The failure mode we see most often: a $250K custom app, no retainer, no in-house owner, and a CTO who assumes maintenance will happen when something breaks. It does — at 3x the cost, after the outage.
7. A 3-year total cost of ownership worksheet
Here's the math we walk every client through before they sign a build contract. Numbers are illustrative; substitute your own.
Year 0 (build): $200,000
Year 1 (maintenance at 20%): $40,000 — heavier in months 1–3 as you stabilize, lighter after
Year 2 (maintenance at 20%): $40,000 — typically when the first major dependency upgrade lands
Year 3 (maintenance at 22%): $44,000 — small features and platform-level upgrades start adding up
Three-year total cost of ownership: $324,000. The build is 62% of the bill. Maintenance is 38%. By year five on the same trajectory, maintenance has crossed the build.
That's the unit economics of custom software. Treating maintenance as a discretionary line item is how good products get abandoned 30 months in, after $200K of work, because nobody planned for the $40K a year that keeps them alive.
FAQ
How much does software maintenance cost per year as a percentage of build?
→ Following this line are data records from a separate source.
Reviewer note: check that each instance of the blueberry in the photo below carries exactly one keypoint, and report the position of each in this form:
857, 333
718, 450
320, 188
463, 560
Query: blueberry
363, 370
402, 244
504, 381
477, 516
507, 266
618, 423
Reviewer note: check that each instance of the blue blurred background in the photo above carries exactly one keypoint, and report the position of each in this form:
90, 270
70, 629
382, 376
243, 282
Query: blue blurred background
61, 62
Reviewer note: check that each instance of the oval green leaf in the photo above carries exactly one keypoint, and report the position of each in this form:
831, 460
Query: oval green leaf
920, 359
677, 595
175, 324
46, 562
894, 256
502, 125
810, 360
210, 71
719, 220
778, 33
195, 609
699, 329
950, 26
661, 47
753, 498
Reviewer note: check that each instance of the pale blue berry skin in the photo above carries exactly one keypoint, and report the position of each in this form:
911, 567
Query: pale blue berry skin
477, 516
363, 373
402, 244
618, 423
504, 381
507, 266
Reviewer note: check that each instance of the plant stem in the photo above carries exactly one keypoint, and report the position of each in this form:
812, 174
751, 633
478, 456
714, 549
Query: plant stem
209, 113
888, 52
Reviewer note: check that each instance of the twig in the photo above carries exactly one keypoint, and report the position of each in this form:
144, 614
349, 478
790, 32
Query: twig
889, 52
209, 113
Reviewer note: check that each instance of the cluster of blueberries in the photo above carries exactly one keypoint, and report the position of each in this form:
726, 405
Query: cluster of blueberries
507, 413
Plan for 15–25% of original build cost annually for most custom web and mobile apps. Regulated data, mobile clients, and AI components push the band to 25–35%. The number reflects security patching, breaking API changes from third-party providers, dependency upgrades, and small feature work. Steady-state apps trend toward the lower band; actively evolving apps trend higher.
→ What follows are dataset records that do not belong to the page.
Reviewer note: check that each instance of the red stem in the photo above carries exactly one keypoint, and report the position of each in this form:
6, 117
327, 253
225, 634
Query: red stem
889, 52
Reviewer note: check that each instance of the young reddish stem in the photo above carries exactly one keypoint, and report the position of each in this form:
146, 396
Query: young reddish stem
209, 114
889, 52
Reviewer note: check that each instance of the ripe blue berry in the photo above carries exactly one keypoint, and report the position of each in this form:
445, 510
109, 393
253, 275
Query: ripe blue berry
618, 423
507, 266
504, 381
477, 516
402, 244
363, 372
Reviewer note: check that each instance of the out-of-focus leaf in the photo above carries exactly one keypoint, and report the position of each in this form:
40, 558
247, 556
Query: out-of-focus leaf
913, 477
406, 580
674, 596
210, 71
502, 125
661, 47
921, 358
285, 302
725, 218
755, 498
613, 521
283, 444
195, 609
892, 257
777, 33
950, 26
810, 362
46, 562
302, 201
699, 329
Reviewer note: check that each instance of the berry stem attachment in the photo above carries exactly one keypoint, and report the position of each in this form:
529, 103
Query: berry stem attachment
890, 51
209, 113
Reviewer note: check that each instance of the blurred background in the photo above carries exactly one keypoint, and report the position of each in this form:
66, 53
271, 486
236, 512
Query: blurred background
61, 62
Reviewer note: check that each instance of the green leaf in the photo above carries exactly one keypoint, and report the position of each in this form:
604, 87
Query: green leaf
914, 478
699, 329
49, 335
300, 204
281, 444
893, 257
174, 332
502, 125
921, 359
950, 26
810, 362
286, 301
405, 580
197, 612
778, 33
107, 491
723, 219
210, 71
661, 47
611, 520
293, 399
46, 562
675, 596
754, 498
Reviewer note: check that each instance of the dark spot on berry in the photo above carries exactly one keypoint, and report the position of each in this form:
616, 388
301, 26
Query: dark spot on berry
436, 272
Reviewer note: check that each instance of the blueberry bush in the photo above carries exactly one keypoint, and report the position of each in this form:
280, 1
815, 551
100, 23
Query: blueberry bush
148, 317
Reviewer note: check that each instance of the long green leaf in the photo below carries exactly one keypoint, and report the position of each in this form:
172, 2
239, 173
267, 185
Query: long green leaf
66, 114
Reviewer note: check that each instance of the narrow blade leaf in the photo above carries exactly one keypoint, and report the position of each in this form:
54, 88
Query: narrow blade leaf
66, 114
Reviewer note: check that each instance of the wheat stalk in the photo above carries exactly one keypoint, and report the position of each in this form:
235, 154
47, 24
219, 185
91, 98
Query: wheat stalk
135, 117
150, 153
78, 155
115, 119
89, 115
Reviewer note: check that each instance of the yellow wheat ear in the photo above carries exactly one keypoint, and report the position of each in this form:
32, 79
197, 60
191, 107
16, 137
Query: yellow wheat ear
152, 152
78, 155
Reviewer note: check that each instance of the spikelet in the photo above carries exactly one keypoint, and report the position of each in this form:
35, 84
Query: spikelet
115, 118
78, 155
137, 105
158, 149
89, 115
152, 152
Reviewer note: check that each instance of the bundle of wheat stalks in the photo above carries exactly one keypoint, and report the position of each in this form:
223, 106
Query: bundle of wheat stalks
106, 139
What does the software maintenance cost percentage actually include?
Four buckets: security patches against CVEs in your dependencies, fixes for breaking API changes from integrated services, dependency and framework upgrades to avoid version cliffs, and small features or bug fixes that keep existing users. Hosting and monitoring infrastructure typically adds 10–20% on top of labor, and should be budgeted separately for clarity.
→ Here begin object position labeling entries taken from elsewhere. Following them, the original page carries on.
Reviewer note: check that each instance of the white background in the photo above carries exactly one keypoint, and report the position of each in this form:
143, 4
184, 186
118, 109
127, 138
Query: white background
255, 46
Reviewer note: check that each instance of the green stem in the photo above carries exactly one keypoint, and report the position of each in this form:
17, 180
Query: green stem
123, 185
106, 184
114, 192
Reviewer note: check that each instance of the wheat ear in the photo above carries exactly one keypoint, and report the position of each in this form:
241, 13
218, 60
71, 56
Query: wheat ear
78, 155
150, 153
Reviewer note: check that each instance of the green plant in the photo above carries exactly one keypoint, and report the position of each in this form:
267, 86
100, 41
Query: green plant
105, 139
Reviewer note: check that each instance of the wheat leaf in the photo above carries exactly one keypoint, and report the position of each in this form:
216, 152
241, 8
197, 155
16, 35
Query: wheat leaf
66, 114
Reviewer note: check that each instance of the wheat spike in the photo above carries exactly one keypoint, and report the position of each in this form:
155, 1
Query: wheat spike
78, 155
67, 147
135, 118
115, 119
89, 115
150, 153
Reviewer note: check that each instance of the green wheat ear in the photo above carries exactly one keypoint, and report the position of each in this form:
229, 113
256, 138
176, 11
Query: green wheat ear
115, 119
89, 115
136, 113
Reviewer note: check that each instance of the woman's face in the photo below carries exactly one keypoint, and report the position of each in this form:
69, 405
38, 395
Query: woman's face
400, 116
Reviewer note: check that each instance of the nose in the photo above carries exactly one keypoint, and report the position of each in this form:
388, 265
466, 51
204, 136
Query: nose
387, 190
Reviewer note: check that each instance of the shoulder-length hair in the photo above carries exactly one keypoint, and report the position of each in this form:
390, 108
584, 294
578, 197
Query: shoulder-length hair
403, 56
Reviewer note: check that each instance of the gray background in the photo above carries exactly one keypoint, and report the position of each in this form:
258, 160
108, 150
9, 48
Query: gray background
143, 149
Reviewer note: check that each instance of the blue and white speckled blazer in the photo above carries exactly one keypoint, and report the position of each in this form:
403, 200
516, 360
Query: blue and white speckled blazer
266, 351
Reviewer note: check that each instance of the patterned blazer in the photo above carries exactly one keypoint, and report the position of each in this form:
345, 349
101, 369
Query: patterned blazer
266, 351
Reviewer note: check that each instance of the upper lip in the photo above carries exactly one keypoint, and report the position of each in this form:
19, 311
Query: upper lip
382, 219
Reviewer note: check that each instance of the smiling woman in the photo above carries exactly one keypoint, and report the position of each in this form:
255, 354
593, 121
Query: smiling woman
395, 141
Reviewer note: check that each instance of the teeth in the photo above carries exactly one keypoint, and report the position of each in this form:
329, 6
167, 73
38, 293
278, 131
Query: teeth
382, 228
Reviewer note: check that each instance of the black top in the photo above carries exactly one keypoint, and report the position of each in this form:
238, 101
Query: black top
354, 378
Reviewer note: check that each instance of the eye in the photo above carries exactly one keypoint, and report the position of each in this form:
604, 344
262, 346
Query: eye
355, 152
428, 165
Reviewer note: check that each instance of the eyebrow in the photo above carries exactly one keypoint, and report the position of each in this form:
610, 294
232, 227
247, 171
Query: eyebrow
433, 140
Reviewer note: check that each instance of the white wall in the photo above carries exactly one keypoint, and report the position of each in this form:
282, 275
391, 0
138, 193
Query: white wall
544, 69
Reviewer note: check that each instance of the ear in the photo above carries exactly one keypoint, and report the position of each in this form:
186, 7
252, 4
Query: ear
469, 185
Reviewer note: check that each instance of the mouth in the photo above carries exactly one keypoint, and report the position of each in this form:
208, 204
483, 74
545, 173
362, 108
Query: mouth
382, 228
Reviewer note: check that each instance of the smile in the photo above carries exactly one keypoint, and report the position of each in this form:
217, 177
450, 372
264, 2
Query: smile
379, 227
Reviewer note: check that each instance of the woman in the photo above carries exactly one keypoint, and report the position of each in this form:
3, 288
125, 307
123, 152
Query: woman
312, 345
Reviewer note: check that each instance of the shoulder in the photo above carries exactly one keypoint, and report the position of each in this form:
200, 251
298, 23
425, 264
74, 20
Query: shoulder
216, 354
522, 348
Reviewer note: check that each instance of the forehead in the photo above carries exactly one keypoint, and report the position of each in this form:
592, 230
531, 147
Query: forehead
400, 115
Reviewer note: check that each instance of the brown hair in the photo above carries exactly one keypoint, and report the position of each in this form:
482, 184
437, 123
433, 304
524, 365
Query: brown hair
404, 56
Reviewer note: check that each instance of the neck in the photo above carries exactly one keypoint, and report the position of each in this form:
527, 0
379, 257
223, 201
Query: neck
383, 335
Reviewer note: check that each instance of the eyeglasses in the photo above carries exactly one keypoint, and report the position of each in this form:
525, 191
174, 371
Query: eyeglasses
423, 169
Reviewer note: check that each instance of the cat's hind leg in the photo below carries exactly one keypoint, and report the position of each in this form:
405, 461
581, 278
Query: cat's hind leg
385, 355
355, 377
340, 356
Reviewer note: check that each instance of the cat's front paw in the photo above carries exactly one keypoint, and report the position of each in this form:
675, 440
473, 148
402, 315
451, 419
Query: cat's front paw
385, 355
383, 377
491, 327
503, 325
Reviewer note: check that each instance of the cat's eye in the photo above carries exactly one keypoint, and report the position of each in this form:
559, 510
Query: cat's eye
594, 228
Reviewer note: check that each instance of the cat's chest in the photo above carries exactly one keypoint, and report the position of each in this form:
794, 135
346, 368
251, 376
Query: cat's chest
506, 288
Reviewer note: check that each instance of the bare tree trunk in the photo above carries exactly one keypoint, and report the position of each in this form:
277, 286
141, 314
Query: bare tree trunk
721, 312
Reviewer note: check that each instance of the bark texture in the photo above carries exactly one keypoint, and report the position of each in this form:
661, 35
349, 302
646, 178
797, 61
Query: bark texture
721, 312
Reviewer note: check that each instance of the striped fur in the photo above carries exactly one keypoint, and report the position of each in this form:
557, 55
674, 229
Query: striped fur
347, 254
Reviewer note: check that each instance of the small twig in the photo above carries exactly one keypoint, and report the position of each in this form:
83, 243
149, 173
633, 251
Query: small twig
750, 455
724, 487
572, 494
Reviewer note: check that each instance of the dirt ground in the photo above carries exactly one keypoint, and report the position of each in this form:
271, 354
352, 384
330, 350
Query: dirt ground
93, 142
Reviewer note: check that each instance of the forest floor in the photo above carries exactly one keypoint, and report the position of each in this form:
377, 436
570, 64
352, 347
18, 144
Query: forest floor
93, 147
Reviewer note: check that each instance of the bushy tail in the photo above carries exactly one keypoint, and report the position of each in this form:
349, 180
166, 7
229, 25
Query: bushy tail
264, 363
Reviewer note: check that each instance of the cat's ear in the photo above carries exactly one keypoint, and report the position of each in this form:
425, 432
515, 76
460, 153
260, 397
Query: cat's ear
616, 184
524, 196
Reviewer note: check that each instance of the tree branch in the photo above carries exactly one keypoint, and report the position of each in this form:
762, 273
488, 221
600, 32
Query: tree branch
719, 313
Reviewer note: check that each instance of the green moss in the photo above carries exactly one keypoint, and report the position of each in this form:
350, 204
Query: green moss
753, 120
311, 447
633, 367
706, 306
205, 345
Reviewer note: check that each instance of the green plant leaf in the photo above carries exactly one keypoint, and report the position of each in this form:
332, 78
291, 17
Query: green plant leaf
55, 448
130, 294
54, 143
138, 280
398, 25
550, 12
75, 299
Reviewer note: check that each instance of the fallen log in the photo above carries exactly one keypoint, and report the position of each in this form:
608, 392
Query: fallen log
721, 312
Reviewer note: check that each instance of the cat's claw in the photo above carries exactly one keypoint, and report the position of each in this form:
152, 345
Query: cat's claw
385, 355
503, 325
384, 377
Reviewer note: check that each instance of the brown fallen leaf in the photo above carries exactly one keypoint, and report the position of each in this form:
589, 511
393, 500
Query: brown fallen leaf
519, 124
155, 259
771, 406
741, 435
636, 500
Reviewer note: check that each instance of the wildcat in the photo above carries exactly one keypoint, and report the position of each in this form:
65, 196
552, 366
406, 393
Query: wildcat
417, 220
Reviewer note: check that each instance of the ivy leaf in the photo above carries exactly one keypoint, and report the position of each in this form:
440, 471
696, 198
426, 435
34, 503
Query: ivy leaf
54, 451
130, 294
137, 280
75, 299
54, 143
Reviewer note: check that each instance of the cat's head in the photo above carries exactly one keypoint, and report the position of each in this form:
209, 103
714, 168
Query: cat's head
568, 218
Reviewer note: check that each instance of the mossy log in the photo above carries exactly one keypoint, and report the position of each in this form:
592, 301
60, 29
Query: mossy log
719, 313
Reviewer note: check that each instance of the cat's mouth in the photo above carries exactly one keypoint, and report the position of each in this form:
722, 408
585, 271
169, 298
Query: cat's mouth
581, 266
Does AI-generated code raise my annual software maintenance budget?
Unsupervised AI code does. GitClear's 2025 analysis of 211 million lines found 48% more duplication and 60% less refactoring in AI-assisted codebases, both of which compound into higher future maintenance load. Supervised AI code — generated, reviewed by a senior engineer, refactored to fit existing patterns — does not show the same degradation. The review gate is the deciding variable.
Should I hire in-house or use a retainer for custom app ongoing costs?
Retainer fits most companies with one app and a build cost under $400,000. In-house fits portfolios above that threshold or single apps in active daily evolution. Fully loaded cost for one senior engineer at U.S. median pay of $133,080 typically runs $180,000–$220,000 per year, which is the breakeven line against most retainer arrangements.
What happens if I skip maintenance for a year?
Nothing visible for about six months. Then dependencies start failing audits, a third-party API deprecation breaks a flow, and small bugs accumulate until users notice. The repair bill is typically 2–3x what steady-state maintenance would have cost, plus whatever revenue impact the outage caused. Deferred maintenance is the most expensive kind of maintenance.
If you're scoping a build right now, do one thing this week: ask the agency to quote year-one maintenance alongside the build, in writing, as a percentage of build cost. The answer — or the absence of one — tells you everything about how the next three years will go.